So the car slowly patrolled the narrow length of Lombard Street, an object of professional interest to the half-dozen plain-clothes policemen who were on duty there.
They had three-quarters of an hour to wait, for midnight had rung out from the belfries long before a big car came gliding into the thoroughfare from its western end. It stopped with a jerk before the Safe Deposit, and a top-hatted figure alighted. As he did so, Angel’s car drew up behind, and the three got down.
Spedding, professionally attired in a frock-coat and silk hat, stood with one foot on the steps of the building and his hand upon the key he had fitted.
He evinced no surprise when he saw Angel, and bowed slightly to the girl. Then he opened the door and stepped inside, and Angel and his party followed. He lit the vestibule, opened the inner door, and walked into the darkened hall.

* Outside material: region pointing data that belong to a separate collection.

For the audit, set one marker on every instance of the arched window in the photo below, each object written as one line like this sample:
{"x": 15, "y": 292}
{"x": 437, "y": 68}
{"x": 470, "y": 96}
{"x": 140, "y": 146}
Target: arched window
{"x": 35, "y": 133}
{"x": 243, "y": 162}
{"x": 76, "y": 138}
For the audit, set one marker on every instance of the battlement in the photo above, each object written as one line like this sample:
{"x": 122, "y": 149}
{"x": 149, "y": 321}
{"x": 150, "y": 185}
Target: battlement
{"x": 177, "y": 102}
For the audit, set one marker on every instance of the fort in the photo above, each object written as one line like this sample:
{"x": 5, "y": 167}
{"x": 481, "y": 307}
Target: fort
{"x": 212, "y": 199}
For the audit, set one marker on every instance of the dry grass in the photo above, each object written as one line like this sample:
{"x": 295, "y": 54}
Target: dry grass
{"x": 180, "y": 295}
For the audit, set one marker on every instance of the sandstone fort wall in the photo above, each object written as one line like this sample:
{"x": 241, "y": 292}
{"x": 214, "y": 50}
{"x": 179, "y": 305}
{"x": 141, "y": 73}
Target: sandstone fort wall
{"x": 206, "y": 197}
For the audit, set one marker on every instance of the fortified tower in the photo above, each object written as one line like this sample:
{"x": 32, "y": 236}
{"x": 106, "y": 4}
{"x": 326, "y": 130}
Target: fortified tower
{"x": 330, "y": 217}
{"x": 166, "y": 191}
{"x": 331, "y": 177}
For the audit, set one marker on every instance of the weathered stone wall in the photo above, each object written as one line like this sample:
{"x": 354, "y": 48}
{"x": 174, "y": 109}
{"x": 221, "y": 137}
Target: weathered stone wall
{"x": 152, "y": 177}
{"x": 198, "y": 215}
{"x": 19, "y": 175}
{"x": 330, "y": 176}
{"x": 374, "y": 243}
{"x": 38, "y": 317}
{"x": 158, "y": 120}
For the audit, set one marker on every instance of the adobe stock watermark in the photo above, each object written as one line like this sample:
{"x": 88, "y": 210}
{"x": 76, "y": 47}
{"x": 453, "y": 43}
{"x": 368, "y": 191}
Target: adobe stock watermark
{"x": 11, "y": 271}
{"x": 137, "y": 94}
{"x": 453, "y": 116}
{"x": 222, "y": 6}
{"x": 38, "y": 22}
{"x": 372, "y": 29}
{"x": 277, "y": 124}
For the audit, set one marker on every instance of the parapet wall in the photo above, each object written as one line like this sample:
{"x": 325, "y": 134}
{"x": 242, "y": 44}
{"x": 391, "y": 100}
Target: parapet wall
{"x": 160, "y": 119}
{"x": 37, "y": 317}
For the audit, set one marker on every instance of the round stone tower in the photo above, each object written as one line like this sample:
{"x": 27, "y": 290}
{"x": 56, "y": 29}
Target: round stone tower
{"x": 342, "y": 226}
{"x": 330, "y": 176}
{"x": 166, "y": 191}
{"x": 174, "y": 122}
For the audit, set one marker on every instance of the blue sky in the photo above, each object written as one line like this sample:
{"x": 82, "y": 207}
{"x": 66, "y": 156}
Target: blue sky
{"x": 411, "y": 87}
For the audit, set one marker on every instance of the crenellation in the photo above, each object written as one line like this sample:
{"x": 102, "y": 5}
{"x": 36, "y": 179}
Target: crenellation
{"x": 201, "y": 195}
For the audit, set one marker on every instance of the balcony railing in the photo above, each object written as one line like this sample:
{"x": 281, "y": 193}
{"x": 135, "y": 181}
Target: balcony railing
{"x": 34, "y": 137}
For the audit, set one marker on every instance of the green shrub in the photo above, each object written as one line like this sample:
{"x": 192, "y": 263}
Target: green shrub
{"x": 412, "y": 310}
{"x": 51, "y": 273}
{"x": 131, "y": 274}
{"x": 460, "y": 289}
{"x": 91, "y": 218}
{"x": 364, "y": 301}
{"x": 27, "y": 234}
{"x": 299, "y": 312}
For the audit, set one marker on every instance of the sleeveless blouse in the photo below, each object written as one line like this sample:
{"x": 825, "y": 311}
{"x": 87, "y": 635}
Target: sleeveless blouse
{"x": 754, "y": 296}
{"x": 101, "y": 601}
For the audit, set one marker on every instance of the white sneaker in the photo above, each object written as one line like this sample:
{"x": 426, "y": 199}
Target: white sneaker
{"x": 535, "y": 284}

Again came the click of switches, and every light in the great hall blazed.
The girl shivered a little as she looked up at the safe, dominating and sinister, a monument of ruin, a materialization of the dead regrets of a thousand bygone gamblers. Solitary, alone, aloof it rose, distinct from the magnificent building in which it stood—a granite mass set in fine gold. Old Reale had possessed a good eye for contrasts, and had truly foreseen how well would the surrounding beauty of the noble hall emphasize the grim reality of the ugly pedestal.
Spedding closed the door behind them, and surveyed the party with a triumphant smile.
“I am afraid,” he said in his smoothest tones, “you have come too late.”
“I am afraid we have,” agreed Angel, and the lawyer looked at him suspiciously.
“I wrote you a letter,” he said. “Did you get it?”